Mark Luker, vice president of EDUCAUSE, underscores the importance of addressing campus threats through a multi-organizational effort: "EDUCAUSE, for example, has investigated cyber security and assisted institutions in solving related problems. Expanding on our past efforts in the most meaningful way to colleges and universities requires more of an enterprise approach. We’re looking forward to this opportunity to integrate the concerns and work of EDUCAUSE with those of our partners in the higher education community who represent other components of campus life."

Long-time NACUBO member, James A. Hyatt, will serve as the project director. He recently retired as executive vice president and COO of Virginia Tech (VT).  Last summer he led a study undertaken by VT examining security options in the aftermath of the April shootings there. Before VT, Hyatt served as vice chancellor for budget and finance and CFO at the University of California, Berkeley, as assistant vice president for resource planning and budget at the University of Maryland at College Park, and as director of the Financial Management Center at NACUBO. Hyatt also served as interim executive vice president of NACUBO from 1986-87.

Study Methodology and Deliverables

Numerous deliverables will result from the all-threats initiative. "For the next 12 months, we’ll conduct research through a survey of a cross-section of colleges and universities to identify the current state of emergency preparedness," Hyatt explains. "The project team will also do onsite research by visiting a diverse set of campuses--urban and rural, large and small, community colleges, public and independent institutions. Some of the key results from our exploration will be a symposium on taking an all-threats approach to campus safety and security, plus a campus self-assessment instrument."

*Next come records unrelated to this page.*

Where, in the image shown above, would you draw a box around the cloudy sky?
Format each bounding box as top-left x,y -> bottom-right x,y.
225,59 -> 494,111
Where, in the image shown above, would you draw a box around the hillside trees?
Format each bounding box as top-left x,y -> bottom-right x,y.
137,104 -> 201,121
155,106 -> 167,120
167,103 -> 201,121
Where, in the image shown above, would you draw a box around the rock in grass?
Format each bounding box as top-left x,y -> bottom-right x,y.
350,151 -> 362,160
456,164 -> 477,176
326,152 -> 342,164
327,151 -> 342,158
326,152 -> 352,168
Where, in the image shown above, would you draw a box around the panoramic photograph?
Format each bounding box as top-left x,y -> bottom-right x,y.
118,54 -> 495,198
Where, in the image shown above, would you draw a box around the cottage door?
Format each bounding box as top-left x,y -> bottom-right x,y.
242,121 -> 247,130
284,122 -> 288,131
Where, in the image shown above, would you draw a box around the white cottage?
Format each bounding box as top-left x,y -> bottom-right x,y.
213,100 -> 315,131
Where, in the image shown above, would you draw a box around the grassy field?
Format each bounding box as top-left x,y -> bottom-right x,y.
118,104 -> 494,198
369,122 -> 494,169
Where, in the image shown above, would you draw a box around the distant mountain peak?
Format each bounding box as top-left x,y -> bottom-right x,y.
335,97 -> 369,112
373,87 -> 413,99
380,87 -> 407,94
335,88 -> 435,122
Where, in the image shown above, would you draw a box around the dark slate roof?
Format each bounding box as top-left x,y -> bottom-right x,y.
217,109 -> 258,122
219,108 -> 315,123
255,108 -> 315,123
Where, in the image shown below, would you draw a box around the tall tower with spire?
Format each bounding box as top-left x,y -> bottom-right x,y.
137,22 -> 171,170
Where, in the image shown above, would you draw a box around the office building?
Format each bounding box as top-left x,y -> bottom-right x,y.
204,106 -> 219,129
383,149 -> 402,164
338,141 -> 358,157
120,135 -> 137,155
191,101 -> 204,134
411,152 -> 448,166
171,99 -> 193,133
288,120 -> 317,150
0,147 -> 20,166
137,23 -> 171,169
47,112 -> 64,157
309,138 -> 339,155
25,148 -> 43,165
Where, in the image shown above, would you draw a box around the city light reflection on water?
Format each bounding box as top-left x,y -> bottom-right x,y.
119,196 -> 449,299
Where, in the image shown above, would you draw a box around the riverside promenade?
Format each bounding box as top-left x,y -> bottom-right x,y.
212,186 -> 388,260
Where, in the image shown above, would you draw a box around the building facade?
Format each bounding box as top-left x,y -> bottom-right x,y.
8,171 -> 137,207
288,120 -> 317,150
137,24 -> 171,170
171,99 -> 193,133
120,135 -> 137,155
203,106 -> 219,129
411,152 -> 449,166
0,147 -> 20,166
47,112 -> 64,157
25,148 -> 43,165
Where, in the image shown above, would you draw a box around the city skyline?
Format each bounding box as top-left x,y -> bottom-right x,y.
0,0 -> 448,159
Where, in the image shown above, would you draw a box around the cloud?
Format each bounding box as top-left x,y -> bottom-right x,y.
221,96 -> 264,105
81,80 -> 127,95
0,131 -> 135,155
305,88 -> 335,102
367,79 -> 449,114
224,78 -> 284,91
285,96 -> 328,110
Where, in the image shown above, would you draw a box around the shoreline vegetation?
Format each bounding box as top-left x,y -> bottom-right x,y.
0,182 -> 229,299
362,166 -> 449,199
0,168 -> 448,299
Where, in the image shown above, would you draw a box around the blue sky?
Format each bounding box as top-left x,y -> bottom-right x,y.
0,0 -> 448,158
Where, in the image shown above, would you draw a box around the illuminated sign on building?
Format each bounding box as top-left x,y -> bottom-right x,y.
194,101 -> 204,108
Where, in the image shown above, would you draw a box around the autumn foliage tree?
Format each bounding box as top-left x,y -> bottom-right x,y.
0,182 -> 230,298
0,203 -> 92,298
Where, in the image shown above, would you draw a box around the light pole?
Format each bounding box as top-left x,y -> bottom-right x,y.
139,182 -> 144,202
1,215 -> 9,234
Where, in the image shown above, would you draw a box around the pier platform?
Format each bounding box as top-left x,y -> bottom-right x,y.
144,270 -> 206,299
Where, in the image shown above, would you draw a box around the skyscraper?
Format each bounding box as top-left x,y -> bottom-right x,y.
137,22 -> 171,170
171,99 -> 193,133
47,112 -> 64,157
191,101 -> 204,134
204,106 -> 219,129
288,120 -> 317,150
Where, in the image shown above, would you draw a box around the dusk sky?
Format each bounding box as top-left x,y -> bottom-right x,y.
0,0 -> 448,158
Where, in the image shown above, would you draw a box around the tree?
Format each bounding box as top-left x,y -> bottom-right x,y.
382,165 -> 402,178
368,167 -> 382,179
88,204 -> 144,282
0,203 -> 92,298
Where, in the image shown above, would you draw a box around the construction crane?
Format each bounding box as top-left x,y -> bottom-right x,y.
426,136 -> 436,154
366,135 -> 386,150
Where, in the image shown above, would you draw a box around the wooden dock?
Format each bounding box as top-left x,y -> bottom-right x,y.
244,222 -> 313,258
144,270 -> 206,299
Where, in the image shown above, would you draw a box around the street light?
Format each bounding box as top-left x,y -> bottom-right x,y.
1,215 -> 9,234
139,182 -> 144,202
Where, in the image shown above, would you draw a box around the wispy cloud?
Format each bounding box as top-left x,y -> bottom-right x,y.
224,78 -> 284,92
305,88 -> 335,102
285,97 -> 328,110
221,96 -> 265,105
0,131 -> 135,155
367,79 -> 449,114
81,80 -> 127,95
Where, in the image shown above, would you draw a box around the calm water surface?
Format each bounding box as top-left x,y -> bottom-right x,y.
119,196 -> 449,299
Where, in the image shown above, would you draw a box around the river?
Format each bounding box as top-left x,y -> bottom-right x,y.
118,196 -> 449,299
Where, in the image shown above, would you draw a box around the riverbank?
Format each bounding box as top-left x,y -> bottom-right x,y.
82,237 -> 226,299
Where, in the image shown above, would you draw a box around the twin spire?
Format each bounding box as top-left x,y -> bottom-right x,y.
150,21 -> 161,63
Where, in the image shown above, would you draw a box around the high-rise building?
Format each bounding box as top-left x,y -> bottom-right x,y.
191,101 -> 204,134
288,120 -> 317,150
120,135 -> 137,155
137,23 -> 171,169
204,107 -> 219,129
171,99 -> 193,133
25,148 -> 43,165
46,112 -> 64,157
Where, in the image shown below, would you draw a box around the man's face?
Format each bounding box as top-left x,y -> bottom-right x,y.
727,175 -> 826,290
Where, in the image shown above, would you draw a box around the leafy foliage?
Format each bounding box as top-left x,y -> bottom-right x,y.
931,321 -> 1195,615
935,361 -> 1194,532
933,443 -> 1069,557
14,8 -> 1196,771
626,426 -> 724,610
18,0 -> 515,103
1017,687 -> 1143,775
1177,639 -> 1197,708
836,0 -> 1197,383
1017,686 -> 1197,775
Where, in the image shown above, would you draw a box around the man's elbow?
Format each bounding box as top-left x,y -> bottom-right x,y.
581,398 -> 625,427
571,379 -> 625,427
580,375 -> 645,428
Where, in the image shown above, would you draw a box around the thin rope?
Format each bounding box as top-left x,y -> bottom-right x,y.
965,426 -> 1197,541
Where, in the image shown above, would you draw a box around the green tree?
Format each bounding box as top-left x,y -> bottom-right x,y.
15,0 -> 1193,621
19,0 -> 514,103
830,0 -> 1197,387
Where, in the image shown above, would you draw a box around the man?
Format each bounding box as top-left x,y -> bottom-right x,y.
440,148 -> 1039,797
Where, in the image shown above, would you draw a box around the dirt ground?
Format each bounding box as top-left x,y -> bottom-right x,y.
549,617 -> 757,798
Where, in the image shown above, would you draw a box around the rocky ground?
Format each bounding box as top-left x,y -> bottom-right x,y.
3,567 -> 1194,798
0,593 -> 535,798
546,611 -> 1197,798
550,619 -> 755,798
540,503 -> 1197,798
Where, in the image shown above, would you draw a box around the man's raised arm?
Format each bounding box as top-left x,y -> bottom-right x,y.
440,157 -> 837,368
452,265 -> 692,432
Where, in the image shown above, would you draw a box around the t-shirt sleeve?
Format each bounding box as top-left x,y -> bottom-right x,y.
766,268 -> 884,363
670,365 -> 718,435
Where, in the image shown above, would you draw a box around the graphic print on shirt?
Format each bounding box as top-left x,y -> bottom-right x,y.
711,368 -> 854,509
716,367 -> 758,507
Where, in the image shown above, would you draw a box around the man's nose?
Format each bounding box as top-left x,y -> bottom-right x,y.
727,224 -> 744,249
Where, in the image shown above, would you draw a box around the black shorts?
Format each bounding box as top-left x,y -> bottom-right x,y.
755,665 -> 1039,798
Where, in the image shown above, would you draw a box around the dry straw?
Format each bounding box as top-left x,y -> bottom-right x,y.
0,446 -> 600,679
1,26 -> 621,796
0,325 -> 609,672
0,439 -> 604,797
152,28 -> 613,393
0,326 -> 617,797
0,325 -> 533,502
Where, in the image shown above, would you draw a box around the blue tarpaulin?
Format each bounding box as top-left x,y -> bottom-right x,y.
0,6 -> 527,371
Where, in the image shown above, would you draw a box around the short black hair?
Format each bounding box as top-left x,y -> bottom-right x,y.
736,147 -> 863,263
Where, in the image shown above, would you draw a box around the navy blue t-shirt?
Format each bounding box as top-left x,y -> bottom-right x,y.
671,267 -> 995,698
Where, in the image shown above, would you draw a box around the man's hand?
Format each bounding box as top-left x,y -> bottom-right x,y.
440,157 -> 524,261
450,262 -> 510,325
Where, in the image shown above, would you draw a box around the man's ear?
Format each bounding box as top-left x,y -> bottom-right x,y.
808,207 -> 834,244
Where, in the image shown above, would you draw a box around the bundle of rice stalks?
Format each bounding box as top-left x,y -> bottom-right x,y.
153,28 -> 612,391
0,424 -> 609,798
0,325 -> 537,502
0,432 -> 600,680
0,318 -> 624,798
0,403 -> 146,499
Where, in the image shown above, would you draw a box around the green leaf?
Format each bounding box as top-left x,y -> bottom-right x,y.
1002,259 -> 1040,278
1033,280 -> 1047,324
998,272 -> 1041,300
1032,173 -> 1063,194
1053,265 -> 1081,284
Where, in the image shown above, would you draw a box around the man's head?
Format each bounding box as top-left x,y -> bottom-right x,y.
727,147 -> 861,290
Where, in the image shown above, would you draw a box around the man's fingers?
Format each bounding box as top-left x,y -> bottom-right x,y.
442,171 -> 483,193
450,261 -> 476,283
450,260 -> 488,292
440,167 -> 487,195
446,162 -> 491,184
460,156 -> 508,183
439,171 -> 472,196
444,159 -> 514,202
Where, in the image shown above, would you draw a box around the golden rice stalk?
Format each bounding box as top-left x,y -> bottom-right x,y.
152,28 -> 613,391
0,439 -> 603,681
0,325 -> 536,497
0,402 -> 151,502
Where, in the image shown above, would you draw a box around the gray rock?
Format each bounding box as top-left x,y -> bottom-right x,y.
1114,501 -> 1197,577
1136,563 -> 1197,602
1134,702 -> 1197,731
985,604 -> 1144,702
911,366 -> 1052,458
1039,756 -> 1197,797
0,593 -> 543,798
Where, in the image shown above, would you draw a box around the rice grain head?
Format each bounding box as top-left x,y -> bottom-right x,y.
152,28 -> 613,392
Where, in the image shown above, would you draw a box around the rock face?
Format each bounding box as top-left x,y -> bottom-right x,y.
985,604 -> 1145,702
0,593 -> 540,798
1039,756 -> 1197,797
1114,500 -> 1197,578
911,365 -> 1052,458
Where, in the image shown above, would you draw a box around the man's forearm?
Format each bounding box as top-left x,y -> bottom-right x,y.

After the review of existing studies and research, a comprehensive survey to assess the state of safety and security plans at a cross section of institutions will be one of the first major project undertakings. The cooperation of NACUBO members in coordinating survey responses from various campus offices will be key to its success. Other activities designed to gather information will include multidisciplinary focus groups and campus site visits. A symposium will bring together campus representatives and experts in campus safety, emergency communications, legal affairs, health services, and other relevant areas.

Project deliverables will include:

  • a self-assessment instrument that would allow all colleges, regardless of size, to assess the strengths and weaknesses of their current security systems and processes;
  • a publication highlighting results of the study and providing guidance to colleges and universities on such topics as security planning, threat assessment, vulnerability remediation, and crisis intervention; and,
  • articles, web casts, and other professional development activities as appropriate on various topics.